# Prison Guard Weapons



## Whisper

Can someone tell me what type of rifle weapon a prison guard might use?

I'm thinking the M14 (guard towers) and/or the M4A1


----------



## Terry D

This varies a lot.  Older prisons often have older weapons (AR15) new facilities may have M4s.  Many prisons are considering not staffing the towers with humans at all, but relying on surveillance systems to cut costs.  For a story I'd be tempted to use whatever I wanted.


----------



## Whisper

Terry D said:


> This varies a lot. Older prisons often have older weapons (AR15) new facilities may have M4s. Many prisons are considering not staffing the towers with humans at all, but relying on surveillance systems to cut costs. For a story I'd be tempted to use whatever I wanted.



Okay, that's good to know. Since if seems to vary I'll probably end up using your suggetion to use what I want (within reason).
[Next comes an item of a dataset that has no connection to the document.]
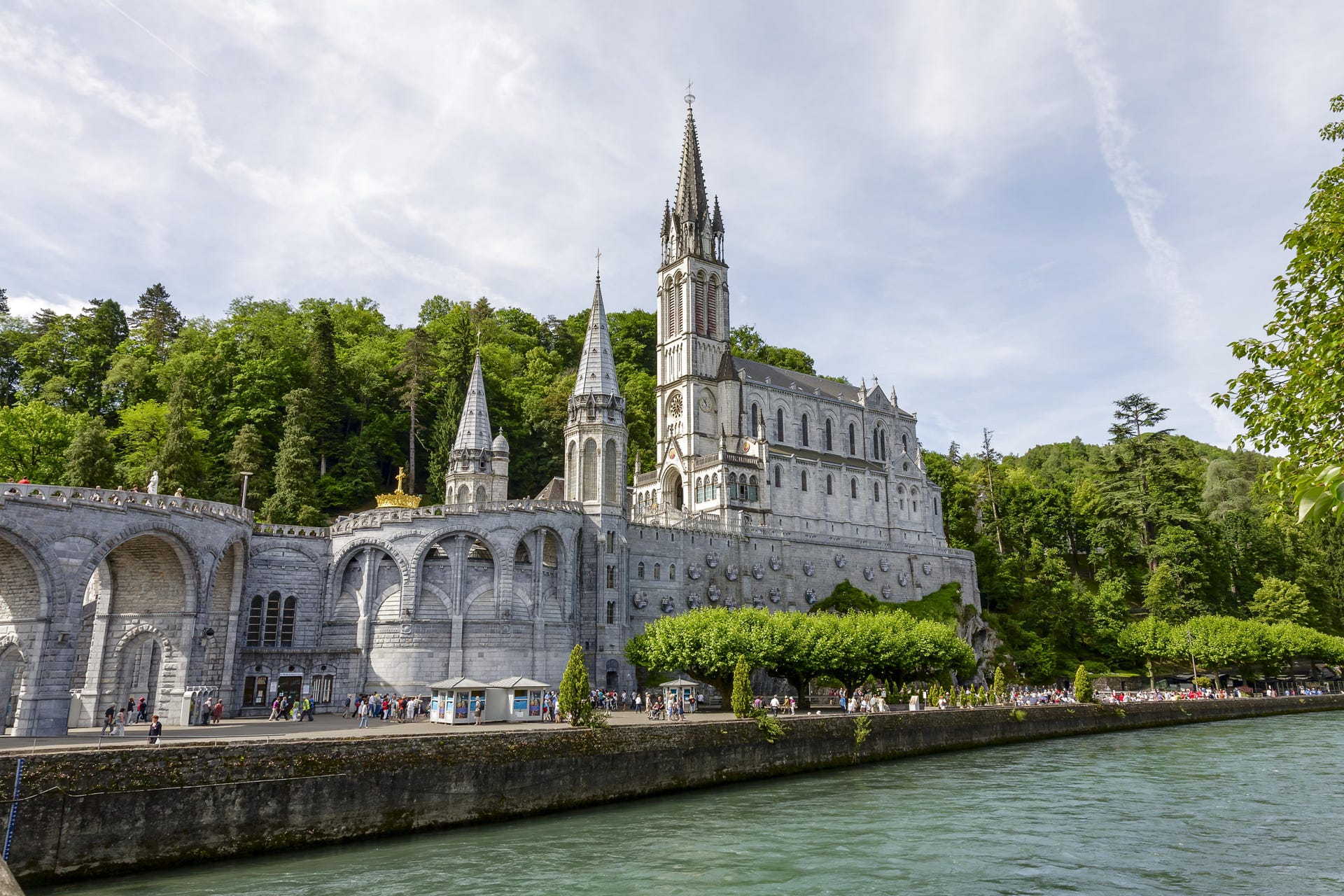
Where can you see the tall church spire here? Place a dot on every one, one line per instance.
(597, 365)
(687, 226)
(473, 430)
In the story I'm writing the guy finds a boat without paddles. He uses a branch to get off shore then switches to the butt of his rifle. Turns out, M4A1 doen't have an effective rifle butt, so I needed to switch it. M14 does.

So, thanks again.


----------



## DPVP

Ruger Mini 14 rifles are also still used in some systems, (California and North Carolina come to mind, they are being phased out in NYPD) that would give you a good stock and the 223 round.


----------



## Lewdog

In Ohio we used the mini-14 for guard towers.  We used Smith and Wesson 38 revolvers for the SRT team and pump action 5 cartridge shotguns.  We used CS gas and pepper spray foggers, and lastly PR-24 batons.  In Ohio there were no guns allowed inside the institution unless during a riot the warden authorizes it.  All the armories are outside the institution.  It's been awhile but they were also talking about using some some less than lethal weapons like stinger grenades that blow up and release little rubber pellets.


----------



## Hemlock

Depending on the location (and the budget) of said prison, the weapons tend to vary.
Our prison guards here are armed with M14s and some glocks. Those with little to no budget at all rely on wooden clubs and sticks. They're lucky if they manage to have shields. :-\"


----------



## Angelwing

Simply because I like the M14, I'd say M14. However, others have said AR-15 style rifles and the Mini 14. Again, personally I'd go with the straight up M14. 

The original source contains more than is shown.